ヘルマンの初陣
よろしくお願いします。
ボクとベルフィはスレイプニルで駆けている。
さっきまではボクの後ろに乗って、ボクのおっぱいに悪戯しながら「はぁはぁ♡」言っていた彼女だけど、今はボクの前に乗ってボクのおっぱい枕を満喫しているみたい。頭をもぞもぞ動かして「むふーっ♡」とか言っている。
ま、まぁ大人しくしてくれればいいけどね。
サギニさんは徒歩(?)だ。
彼女はターーン、ターーンとテンポよく跳ねるように駆けている。
アレって一歩一歩が20メートルくらいあるんじゃない?
すっごい身軽そうだからなんとなく忍者っぽいなって思う。
そしてヘルマンも自前の馬に乗っている。
そう言えば、さっきと比べて彼の馬の調子が良いみたい。
なんでもサギニさんの精霊魔術で、空気の抵抗とかを減らしてあげているらしい。
ベルフィも出来るみたいだけど、彼女は(男に対して)気が利かないから…。
「ふふふ。新たな武器を早く試してみたいですね…♡」
そんな物騒なことを言いつつ、サギニさんは跳びながら鎖鎌の分銅部分をヒュンヒュンと廻している。
「…妖精さんって弓に拘る種族じゃなかったっけ?」
ボクがそう独り言つと、ベルフィが「黒妖精は戦闘種族ですから。弓でもクサリガマでも本人が優雅な武器だと思えば気分が高揚しちゃうんです」と説明してくれた。

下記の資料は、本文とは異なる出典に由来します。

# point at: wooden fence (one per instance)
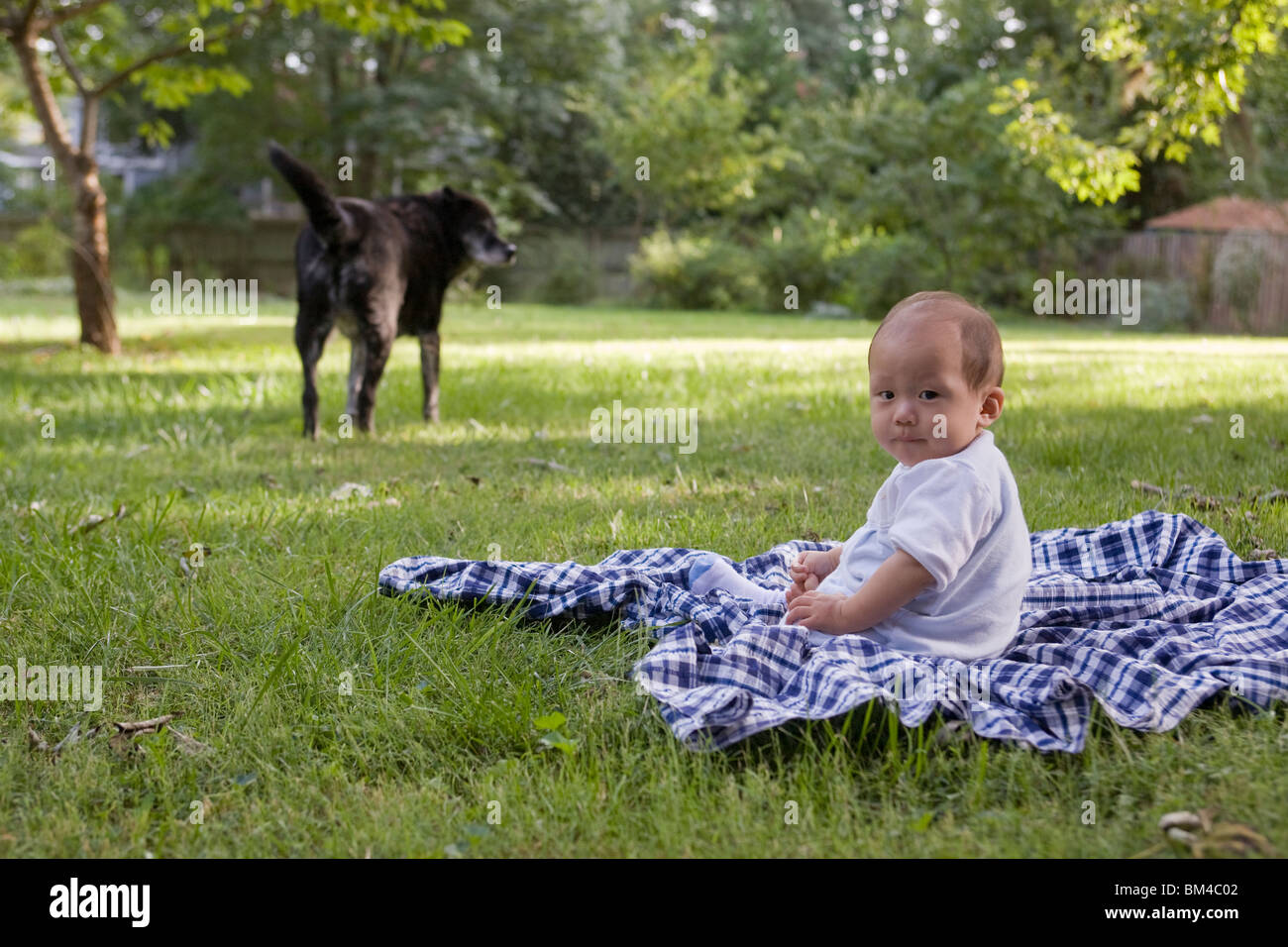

…そ、そうなんだ。お色気だけど怖いお姉さんなのかも。
あ、いや、お色気ってのは違うか。
・
・
しばらく疾ると深い森が途切れて小川っていうか渓流が見えた。
ヘルマンの馬も疲れちゃったみたいなので、小休止にしようと思い速度を緩めると、森境で人が争う様子が遠目に見て取れる。
「皆んな止まって!」
ボクの叫びにボクとベルフィ、ヘルマンは馬から降りる。
森の縁の枝葉や下草に隠れるように近づいていくと、どうやら馬車の一行が襲われているようだ。
「…馬車のようなモノが横だおしになっているようですね。助けなくては…!」
ヘルマンはそういうけれど、もしかして馬車の人たちが悪人で、普段虐げられている人たちが報復しているのかもしれない。確実にどちらが悪なのか分かってからがいいと思うんだ。

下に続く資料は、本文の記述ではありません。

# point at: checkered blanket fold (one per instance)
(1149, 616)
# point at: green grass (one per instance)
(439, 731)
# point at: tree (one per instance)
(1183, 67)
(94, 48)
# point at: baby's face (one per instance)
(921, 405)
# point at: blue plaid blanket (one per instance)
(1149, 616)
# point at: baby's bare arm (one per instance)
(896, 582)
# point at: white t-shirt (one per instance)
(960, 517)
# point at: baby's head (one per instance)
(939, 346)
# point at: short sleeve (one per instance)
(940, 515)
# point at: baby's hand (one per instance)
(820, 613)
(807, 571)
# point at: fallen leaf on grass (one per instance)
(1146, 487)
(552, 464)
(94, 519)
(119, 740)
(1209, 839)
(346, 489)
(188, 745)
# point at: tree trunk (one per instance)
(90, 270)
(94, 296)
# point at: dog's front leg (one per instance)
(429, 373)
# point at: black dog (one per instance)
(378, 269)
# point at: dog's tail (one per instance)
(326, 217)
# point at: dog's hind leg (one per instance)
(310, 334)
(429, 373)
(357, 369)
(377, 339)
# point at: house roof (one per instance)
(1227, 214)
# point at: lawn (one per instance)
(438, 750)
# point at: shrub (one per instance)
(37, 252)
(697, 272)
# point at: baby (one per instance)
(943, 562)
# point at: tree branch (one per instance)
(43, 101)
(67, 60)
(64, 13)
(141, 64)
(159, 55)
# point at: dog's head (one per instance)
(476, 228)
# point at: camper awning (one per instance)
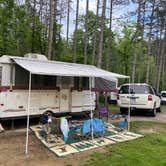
(46, 67)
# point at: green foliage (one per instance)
(21, 32)
(147, 151)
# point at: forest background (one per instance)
(136, 47)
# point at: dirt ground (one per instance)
(12, 148)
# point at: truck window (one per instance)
(136, 89)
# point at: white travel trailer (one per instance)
(57, 87)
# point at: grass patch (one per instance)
(147, 151)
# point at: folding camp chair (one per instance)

「お姉さま、人間の争いなんか無視して海沿いの街とやらに向かいましょう。私、海って見たことないので楽しみなんです♡」
べルフィは無関心みたいだ。ボクの腕に絡みついている。
「…連中は略奪に夢中になっているようですね。ジエラさま、このサギニに命じてくだされば皆殺しにしてまいります」
すっかり忍者かぶれなサギニはボクの事を主人扱いだ。ちなみにベルフィ同様に呼び捨てにするように言ってきている。
それにしても連中は自然を破壊しているわけでもないのに、どうしてこんなに好戦的なんだろう。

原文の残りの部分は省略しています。